Abstract Introduction/Objective Synovial Sarcoma is a mesenchymal malignancy that occurs primarily in the deep soft tissue near large joints of the extremities in young adults. Synovial sarcoma of the gastrointestinal tract is extremely rare. There is not enough literature to establish a consensus on management and treatment for colorectal synovial sarcoma.
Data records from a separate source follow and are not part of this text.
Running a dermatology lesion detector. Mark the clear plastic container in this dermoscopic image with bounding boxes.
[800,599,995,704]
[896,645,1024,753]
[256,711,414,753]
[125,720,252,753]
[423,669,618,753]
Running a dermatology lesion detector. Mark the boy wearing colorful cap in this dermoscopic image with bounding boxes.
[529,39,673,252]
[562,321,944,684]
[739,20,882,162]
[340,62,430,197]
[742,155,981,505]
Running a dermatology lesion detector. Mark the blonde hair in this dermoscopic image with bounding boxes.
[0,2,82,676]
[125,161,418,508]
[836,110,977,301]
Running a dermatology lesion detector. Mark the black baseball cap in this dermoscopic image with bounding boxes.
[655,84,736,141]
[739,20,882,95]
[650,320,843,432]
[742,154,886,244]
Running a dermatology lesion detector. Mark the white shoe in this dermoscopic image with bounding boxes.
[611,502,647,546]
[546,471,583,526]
Methods/Case Report An 85-year-old male preresented with a positive cologuard test and the colonoscopy revealed a 12 mm polyp in the descending colon. Polypectomy was preformed. Histological examination exhibits spindle cell proliferation with fascicular growth pattern and with small nucleoli. There are collagen deposition, variable size of thick wall vessels and mixed inflammatory cells including lymphocytes, eosinophils and neutrophils in the background. Mitosis are identified. Immunohistochemical stains show tumor cells are negative for CD34, S100, DOG1, CD117, STAT6, Bcl-2, Desmin, and AE1/AE3, and focal positive for EMA, SMA and ALK. Immunohistochemical stain for SS18-SSX fusion protein is positive. Archer fusionplex targeted RNA sequencing (M23-1377) showed SS18:SSX2 fusion. A structural genomic alteration between the SS18 and SSX2 genes is detected [t(18;X)(q12.1;p11.22)]. These findings confirmed the diagnosis of synovial sarcoma. Results (if a Case Study enter NA) NA Conclusion Here we report a rare case of descending colon primary synovial sarcoma. Synovial sarcoma is generally considered as an aggressive and high-grade lesion with metastatic potential and its management is different from other colorectal neoplasms. This case report emphasies a wide differential diagnosis for colorectal lesions and prompt diagnosis and early management is important for better patient outcome.